Rechercher Kaaro se révèle à la fois difficile et dangereux. La xénosphère est pleine de créatures qui aiment en dévorer d’autres, ou de pensées qui cherchent à s’imposer. C’est un écosystème. En tant que réceptif, Kaaro était extrêmement doué lorsqu’il était vivant. Maintenant qu’il est mort, il est une des plus puissantes créatures de la xénosphère ; peut-être la plus puissante, car il donne du fil à retordre à Molara.

Je le cherche, malgré tout. Il pense que je suis un monstre et je ne peux pas lui donner tort. J’ai envisagé un plan monstrueux. D’autres personnes avant moi ont fait la même chose. Comme Oppenheimer. Peut-on considérer Oppenheimer comme un tueur de masse ?

Je me demande si je trouve cela plus facile parce que je ne suis pas vivante de la même manière que Femi ou Éric. Je longe des coulées de lave, flairant toujours l’odeur nauséabonde du griffon. Je suis expulsée par des jets de vapeur et plongée dans la mémoire des étoiles, observant la naissance d’un trou noir. J’adore ça. Kaaro a dû voir un documentaire ou une émission de ce genre.

« Kaaro, je veux seulement vous parler. » Éjectée par le trou noir, je me retrouve au fond de la mer, dans la lumière émise par les yeux d’une baudroie.

« Salut, dit la créature.

— Vous avez l’air ridicule, Kaaro.

— Comme toujours. »

Il prend forme humaine. La mer se retire et nous retournons à Arodan, mais pas dans le hangar.

« Si vous avez une autre idée, n’hésitez pas à m’en faire part, lui dis-je. Je l’étudierai, et si elle fonctionne, si elle est réalisable, nous l’adopterons.

— C’est vous la plus intelligente. S’il existait un autre moyen, vous l’auriez trouvé.

— Je ne me sens pas intelligente, je me sens barbare. Et quand j’étais là-bas, ça me semblait être une bonne idée, une inspiration, mais la partie analytique de mon esprit pense que ça ne va pas marcher.

— Alors…

— Je ne peux pas vous forcer à faire quoi que ce soit, Kaaro, mais vous souvenez-vous des gens que vous avez tués ? Pendant la guerre ?

— J’ai dû le faire.
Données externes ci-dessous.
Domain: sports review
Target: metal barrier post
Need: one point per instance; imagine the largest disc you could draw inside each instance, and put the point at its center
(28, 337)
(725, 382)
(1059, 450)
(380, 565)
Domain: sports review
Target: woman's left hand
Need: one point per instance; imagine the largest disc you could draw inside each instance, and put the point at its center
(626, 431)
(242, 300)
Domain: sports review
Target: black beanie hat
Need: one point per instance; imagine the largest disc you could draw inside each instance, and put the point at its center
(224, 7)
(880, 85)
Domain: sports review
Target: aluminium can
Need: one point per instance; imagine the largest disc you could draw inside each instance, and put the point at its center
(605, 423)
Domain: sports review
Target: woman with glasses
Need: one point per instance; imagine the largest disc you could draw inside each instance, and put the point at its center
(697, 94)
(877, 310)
Ils voulaient m’emmener, et emmener Aminat.

— Oui, et même quand vous avez découvert que ce n’étaient pas des ennemis, vous n’avez pas perdu le sommeil.
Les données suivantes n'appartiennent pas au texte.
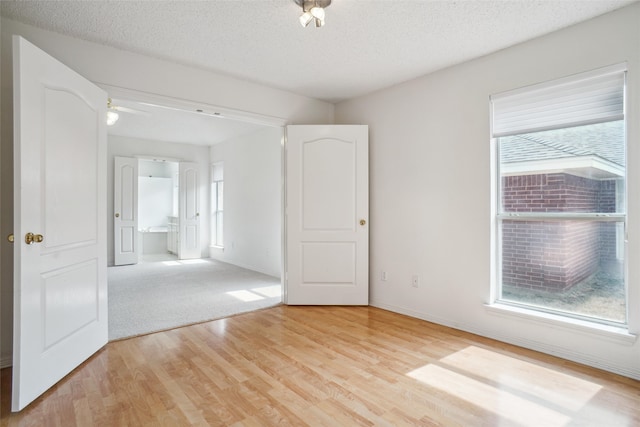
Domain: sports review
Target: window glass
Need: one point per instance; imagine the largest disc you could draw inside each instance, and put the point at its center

— Je ne suis pas indifférent, si c’est ce que vous croyez.

— Non, je ne le crois pas. Je dis seulement que, à votre niveau, vous avez fait ce qu’il fallait sans hésitation. C’est la même chose, sur une plus grande échelle.

— Sacrément grande.

— Mais le principe est comparable.

— Je me fous du principe, Oyin Da. Ça reste immoral. Il s’agit d’un massacre.

— Ils ne sont pas vivants.

— C’est de la logique en boucle. » Kaaro se change de nouveau en griffon. Autour de lui, une haie de branchages entrelacés forme un nid haut de deux mètres. Il replie ses ailes et s’assoit. « Laissez-moi tranquille. Je veux réfléchir. »

J’envisage d’aller chercher Nike et de la ramener avec moi. Ce serait sans doute embarrassant de voir Jeunette foncer sur Kaaro pour tenter de le tuer. Elle a toujours du mal à obéir.

Au lieu de cela, je retourne au hangar pour apporter aux autres toute l’aide que je pourrai.